You can mitigate these issues by improving your discovery and taking a critical approach to defining and testing your Champions and Economic Buyers.
Where you do have an accurate view of the buyer’s internal landscape and the PoC ask comes late in the sales process, it’s usually a bad sign. Most of the time it’s caused by a lowering of the prospect’s conviction level – usually from an internal change in their company. It’s hard to avoid this when it happens, and you’ll need to decide (using the criteria below) what you want to do.
Earlier requests for PoCs
Your first job is to understand the ‘why’ behind the request. Why does the prospect feel that the best next step for their assessment of the impact of your software is to use it for a few days/hours/weeks/months?
Sometimes it’s a good answer, and sometimes it’s a ‘computer says no’ answer that you just have to deal with; “Our CIO has enforced that we can’t purchase any new software without a trial period” or “This RFP dictates that we will undergo a 6 month paid Proof of Concept period with the selected supplier”
Most of the time, there’s a bad answer, like:
- Indecision masking as an ask – “It would be great to play around with it and see if we think it’s a fit” – if you say yes to this, expect the indecision to continue long after the Sandbox access has been granted
- A lack of authority or multi-threaded buy-in masking as an ask – “I’d like to run a trial with my team. If that goes well, we can speak to other areas of the business” –
- A nice way of saying they’re not that interested – “This all looks great – why don’t we start with a trial?”
These are all bad prompts to start a PoC – but good insights and prompts for further discovery and qualification.
Is there another way to solve for their indecision?
There are often better ways to help the prospect through their curiosity, indecision, hesitation, or lack of buy-in from their peers.
- Curiosity about what it ‘really’ looks and feels like: In-depth tailored demos, recorded walk-throughs, mapping their workflows to your tech, etc.

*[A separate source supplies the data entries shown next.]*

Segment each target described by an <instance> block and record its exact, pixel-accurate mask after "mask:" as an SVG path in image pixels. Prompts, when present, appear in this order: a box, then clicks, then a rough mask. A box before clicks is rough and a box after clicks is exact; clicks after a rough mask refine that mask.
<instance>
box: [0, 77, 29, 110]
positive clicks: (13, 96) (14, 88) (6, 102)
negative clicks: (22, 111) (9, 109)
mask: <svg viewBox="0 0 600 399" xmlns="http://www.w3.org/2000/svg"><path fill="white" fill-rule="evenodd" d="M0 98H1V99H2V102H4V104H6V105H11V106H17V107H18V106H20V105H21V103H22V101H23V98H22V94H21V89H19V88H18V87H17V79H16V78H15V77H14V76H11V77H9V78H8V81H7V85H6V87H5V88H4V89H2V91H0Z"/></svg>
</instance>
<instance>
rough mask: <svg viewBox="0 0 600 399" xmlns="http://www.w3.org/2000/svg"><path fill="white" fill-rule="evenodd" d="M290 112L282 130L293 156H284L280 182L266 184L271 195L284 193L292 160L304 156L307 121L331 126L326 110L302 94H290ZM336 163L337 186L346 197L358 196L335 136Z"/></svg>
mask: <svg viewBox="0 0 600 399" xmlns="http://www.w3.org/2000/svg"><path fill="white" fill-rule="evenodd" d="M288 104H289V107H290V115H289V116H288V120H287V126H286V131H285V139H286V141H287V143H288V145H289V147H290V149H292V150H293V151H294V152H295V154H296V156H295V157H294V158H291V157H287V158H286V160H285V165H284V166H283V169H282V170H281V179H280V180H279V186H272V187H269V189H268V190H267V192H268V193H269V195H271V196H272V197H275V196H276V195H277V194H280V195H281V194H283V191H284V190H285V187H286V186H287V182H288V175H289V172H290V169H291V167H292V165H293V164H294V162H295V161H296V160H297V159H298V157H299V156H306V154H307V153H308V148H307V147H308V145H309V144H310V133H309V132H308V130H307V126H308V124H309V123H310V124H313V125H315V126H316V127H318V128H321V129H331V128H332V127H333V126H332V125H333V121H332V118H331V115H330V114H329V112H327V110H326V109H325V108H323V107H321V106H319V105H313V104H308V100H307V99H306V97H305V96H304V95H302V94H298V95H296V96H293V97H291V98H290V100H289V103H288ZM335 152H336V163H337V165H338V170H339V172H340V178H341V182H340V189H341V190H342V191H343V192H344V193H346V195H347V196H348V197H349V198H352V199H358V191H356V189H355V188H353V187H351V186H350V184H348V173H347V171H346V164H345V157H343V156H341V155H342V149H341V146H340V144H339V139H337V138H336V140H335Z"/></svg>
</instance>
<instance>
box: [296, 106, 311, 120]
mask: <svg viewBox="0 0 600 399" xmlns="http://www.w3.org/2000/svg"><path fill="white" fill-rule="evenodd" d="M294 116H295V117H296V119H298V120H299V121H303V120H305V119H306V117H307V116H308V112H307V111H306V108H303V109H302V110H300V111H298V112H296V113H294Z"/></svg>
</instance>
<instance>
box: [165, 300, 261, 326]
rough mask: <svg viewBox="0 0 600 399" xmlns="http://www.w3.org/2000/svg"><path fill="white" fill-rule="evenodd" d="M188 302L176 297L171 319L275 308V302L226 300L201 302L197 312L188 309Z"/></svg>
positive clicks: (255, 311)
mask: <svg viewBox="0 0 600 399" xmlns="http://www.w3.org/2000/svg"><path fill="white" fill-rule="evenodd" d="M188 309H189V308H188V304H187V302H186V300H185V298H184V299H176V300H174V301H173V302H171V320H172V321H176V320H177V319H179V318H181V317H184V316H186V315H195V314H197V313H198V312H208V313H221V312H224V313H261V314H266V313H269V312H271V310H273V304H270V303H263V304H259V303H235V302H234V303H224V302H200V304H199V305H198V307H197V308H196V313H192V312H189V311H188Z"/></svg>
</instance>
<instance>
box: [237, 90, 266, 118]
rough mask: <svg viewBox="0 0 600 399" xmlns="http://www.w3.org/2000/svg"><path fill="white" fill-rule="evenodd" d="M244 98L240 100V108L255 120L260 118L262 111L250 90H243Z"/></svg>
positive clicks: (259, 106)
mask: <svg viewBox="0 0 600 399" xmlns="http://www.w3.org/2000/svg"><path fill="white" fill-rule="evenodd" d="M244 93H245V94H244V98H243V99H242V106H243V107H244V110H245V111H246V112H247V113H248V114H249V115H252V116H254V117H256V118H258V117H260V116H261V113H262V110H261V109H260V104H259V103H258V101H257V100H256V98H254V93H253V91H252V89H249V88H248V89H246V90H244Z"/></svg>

- Wanting to make sure you’re good to work with: Introductions to their would-be delivery team, Customer references, review sites, analyst references
- A lack of buy-in from elsewhere: A robust business case linked to a pre-existing initiative, in the customer’s own language, a digital sales room that can be used to share rationale across the business, more time spent with the customer in (productive) meetings, etc
Checklist for a successful PoC
If you’ve done worked through any objections masking as PoC asks and you genuinely believe that:
- A PoC is over 75% likely to lead to a multi-year ARR contract
- The multi-year ARR contract is a big win for your company (measured by size, or logo, or other)

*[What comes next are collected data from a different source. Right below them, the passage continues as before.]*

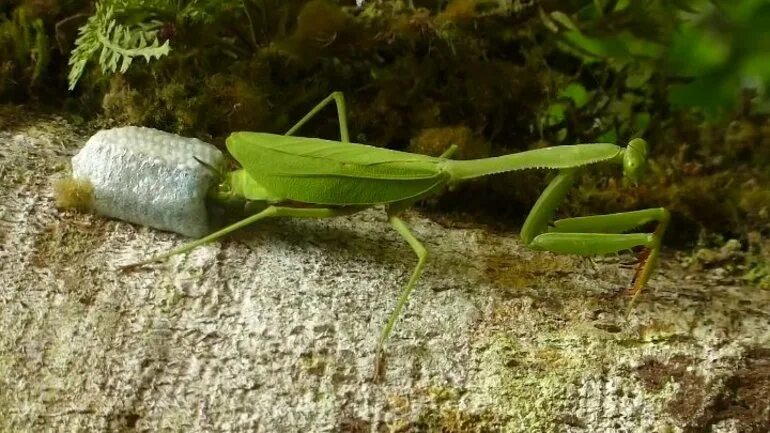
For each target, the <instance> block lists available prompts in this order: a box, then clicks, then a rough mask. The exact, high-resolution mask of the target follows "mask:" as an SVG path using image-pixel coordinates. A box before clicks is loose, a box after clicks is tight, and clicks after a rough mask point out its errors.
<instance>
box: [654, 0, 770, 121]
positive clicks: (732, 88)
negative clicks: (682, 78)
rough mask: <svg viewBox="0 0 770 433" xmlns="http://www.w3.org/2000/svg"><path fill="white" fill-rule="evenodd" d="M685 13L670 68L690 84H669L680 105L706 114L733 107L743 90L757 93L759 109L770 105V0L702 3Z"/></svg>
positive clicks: (673, 100)
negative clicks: (768, 100) (759, 97)
mask: <svg viewBox="0 0 770 433" xmlns="http://www.w3.org/2000/svg"><path fill="white" fill-rule="evenodd" d="M698 3H699V5H698V8H697V9H694V10H693V11H692V13H688V14H684V15H683V16H684V17H685V19H686V21H685V23H684V24H685V25H683V26H682V27H681V28H680V29H678V31H677V32H676V33H675V34H674V36H673V38H672V42H671V46H670V49H669V51H668V57H667V60H668V65H669V70H670V71H671V73H673V74H675V75H678V76H681V77H684V78H686V80H687V81H689V82H688V83H686V84H683V85H678V86H674V87H673V88H672V89H671V95H670V100H671V102H672V103H673V104H674V106H677V107H683V106H684V107H698V108H700V109H701V110H703V111H705V112H706V113H708V114H711V115H715V114H718V113H719V112H724V111H726V110H730V109H735V108H736V107H737V106H738V105H739V103H740V100H741V98H740V96H741V91H742V89H752V90H754V91H756V92H757V94H758V96H760V98H758V99H759V101H758V102H759V104H758V105H759V107H758V108H759V109H761V110H764V111H768V110H770V101H768V98H767V93H768V85H770V37H768V35H770V33H768V23H770V2H768V1H766V0H740V1H720V0H713V1H711V2H707V1H705V0H703V1H699V2H698Z"/></svg>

- There is no other way to get to the ARR contract
Then it might be time for a well-structured PoC. You want as many of the following as possible to be true. Ideal world it’s 100%, realistically, 85%+
- Do you have clear success criteria that can only really be solved with a PoC and have been agreed with the whole buying committee on the customer side?
- Does it align with your current business goals (e.g Traction/ARR Growth/Market expansion/New product learning/Marketing story proof/Use of flashy logos on your website)

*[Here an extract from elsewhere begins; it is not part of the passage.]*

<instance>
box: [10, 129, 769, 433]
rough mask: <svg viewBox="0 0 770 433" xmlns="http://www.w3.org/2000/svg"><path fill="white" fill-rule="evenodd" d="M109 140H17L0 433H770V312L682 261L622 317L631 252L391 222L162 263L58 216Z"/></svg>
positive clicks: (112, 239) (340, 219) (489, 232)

- Are you fully multi-threaded, with the full buying team on board? Including Champion, Economic Buyer, User, IT team, Procurement?
- Have you agreed on the structure of a longer term engagement – including price and duration? Better still – can you structure this as a break clause into a longer term contract?
- Is there clear ownership of the success of the PoC from a single person on your team?
Edit/Update: I shared this post with a friend who mentioned that his team use something called a ‘PoC pledge’, which asks prospects to pledge (in a non-contractually binding way) to take certain actions like reviewing terms, kicking off InfoSec and getting the right people in the room. Seems like a neat thing to try.